Many schools don't have debate programs at all….
Do you think there might be a connection here? Is it by design, or merely an accident that a) schools don’t teach critical thinking, and b) virtually every school gets a majority if not the entirety of its funding from the state? More on this later….
Perhaps creating dummies is the objective.
[While at Cato] the leading thinkers developing libertarian public policy…
“…libertarian public policy…” This seems quite the contradiction in terms and objectives.
This is the most libertarian generation that has ever existed….
For us old guys, that would be nice to believe. However, it is rather a bold statement when considering the sweep of recorded and unrecorded history. More on this later….
[Regarding the possibility that the world is headed toward a depression] Given the growing commitment of my generation to fixing the problems given to us by older generations, I remain optimistic that we can correct things before they get to that point.
We face a future of either an inflationary depression or a deflationary depression (arguably, we are in a depression already). To the extent there is an ounce of truth in Austrian economics, this is unavoidable. Things will certainly get to that point before they get any better (or worse).
It's contradictory to argue that the government is both generally incompetent and inefficient and then argue it's capable of pulling off the greatest cover-up in history. I also think that if you assume the enemies of liberty are doing evil intentionally your misrepresentation of them will lead you to improper solutions. We have to understand that the enemies of liberty do so with good intentions and require responses with good intentions.
This one statement is enough to dismiss Alexander as a critical thinker. First, he confuses “government” with those above government pulling the strings (as suggested in DB’s question). But even looking at those in “government” – I will avoid the non- U.S. enemies of freedom – the pickings are way too easy. Let’s stick to just the U.S. based enemies of just the last decade – do they really have good intentions: Hillary Clinton, Tim Geithner, Dick Cheney, Nancy Pelosi, Harry Reid, George W. Bush, Barack Obama, Donald Rumsfeld.
The authors of the Patriot Act, NDAA, FATCA. Lying the people into war. Authorization of murder by drone. Killing Americans without trial or jury. Those building the spy center in Utah. Initiating several wars throughout the Middle East and Central Asia. Central banking. Public funding of education.

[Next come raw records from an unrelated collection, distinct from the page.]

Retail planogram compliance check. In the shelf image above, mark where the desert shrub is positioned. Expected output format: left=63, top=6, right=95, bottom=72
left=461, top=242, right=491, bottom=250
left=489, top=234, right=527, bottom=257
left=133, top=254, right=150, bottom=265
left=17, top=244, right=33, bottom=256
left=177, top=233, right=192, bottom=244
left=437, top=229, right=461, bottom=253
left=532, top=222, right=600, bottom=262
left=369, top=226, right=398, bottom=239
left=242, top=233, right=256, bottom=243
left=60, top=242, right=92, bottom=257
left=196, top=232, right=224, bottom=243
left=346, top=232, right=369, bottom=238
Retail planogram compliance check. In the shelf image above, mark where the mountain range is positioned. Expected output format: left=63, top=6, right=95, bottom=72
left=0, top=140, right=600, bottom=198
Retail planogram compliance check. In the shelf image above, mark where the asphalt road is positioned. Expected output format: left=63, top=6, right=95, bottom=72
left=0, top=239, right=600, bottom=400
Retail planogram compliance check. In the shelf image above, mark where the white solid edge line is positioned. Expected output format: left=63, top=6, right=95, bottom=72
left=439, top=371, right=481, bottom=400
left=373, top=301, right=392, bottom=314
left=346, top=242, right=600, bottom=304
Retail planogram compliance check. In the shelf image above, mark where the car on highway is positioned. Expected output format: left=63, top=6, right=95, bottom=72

His affiliations with Cato and Reason speak volumes of his positions. See Walter Block here:
His view on war and the military is one big (and un-asked) question. This comment (when writing elsewhere about some of the differences of opinion amongst libertarians) gives a hint:
While many libertarians opposed the invasion of Iraq, Randy Barnett wrote a strong, libertarian defense of pre-emptive intervention.
That he remains open to a discussion on this issue is…troubling, to say the least.
The other troubling issue is no mention of central banking (nor do I find any via a quick search of outside resources).
No comment on central banking; seems that the war in Iraq (and presumably other overseas adventures) are at least questions properly open to debate (certainly consistent with a Randian view); can’t link public funding of education and the lack of critical thinking in students; and sees no evil intent in those who implement these and other policies.
If this represents the greatest libertarian generation in history, you can have it.